At nightfall the young couple rode homeward once more, facing the moonlight that whitened the great lake and touched the homely hamlet beside it with an idealizing beauty; and looking upon it, the Sun Maid recalled her vision concerning it and repeated it to her husband.
“Ever since then, my Gaspar, the dream comes back to me in some form or shape. But it is always here, right here, that the crowds gather and the great roar of life sounds in my ears. In some strange way we are to be part of it; part of it all. In the dream I see the tall spires of churches, thick and shouldering one another like the trees in the forest behind us.”
“But, my darling, you have never seen a church of any sort. How, then, can you dream of them?”
“That I don’t know, unless it is from the pictures in the good Doctor’s books. I have learned so much from the pictures always. But, oh! I wish I could make you know some of the delight I felt when first I could read!”
“I do know it, sweetheart. I, too, craved knowledge and dug it out for myself, up there in the northern forests, from the few books that came my way and the rare visit of a man who could teach. The first dollar I had that was all my own I put aside for you. That was the beginning of our fortune. The second I invested in a spelling-book. The study, dear, was all that helped me bear the pain of your death. But you are not dead! Rather the most alive of any human being whom I ever saw.”
“That is true, Gaspar. I am alive. I just quiver with the force that drives me on from one task to another, from one point reached to one beyond. And now, with you beside me, there is no limit, it seems, to the help we can be to every single person who will come within our reach.

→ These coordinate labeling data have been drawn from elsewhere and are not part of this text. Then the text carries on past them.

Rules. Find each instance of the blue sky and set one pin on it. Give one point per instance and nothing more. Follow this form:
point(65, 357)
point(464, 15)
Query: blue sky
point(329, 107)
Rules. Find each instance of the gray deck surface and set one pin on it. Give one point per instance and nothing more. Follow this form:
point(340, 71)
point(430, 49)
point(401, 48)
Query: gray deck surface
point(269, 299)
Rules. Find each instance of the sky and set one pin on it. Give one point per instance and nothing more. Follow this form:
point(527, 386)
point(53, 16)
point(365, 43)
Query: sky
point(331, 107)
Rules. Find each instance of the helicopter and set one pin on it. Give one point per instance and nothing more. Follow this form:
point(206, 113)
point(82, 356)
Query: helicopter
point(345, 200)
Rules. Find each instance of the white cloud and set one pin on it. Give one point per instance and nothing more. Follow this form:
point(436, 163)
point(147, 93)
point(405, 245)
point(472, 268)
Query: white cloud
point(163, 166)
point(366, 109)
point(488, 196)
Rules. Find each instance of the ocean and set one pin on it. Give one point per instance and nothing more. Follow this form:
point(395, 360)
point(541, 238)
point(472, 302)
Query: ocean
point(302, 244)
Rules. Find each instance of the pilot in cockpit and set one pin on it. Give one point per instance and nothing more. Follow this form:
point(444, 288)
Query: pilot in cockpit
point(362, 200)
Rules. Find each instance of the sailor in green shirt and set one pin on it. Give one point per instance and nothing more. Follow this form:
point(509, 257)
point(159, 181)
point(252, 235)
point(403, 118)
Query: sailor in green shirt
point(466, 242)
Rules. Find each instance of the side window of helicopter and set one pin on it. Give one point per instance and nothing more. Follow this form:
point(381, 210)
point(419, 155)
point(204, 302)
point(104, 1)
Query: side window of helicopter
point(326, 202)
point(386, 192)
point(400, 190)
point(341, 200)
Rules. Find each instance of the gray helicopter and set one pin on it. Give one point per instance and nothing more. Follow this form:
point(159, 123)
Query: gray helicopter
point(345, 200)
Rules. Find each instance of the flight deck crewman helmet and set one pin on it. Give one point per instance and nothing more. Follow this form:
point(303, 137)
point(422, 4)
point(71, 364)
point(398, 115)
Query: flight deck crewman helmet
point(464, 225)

Wasn’t the woman glad and grateful; and don’t you see, laddie, that it is better as I planned? You say you have been penurious, saving every cent not expended for your books and necessaries: and yet, now that you are happy again, you are ready to rush to the other extreme and throw your money away in thoughtless charity.”
She looked so young, so childlike, in the glimmering moonlight that the tall woodsman laughed.
“To hear my little Kit teaching her elders!”
“The elders must listen. It is for our home. You must spend every dollar you have, but you must do it in such a way that somebody will be helped. We don’t want money, just money, for itself. To hold it that way would make us ignoble. It’s the wealth we spend that will make us rich.”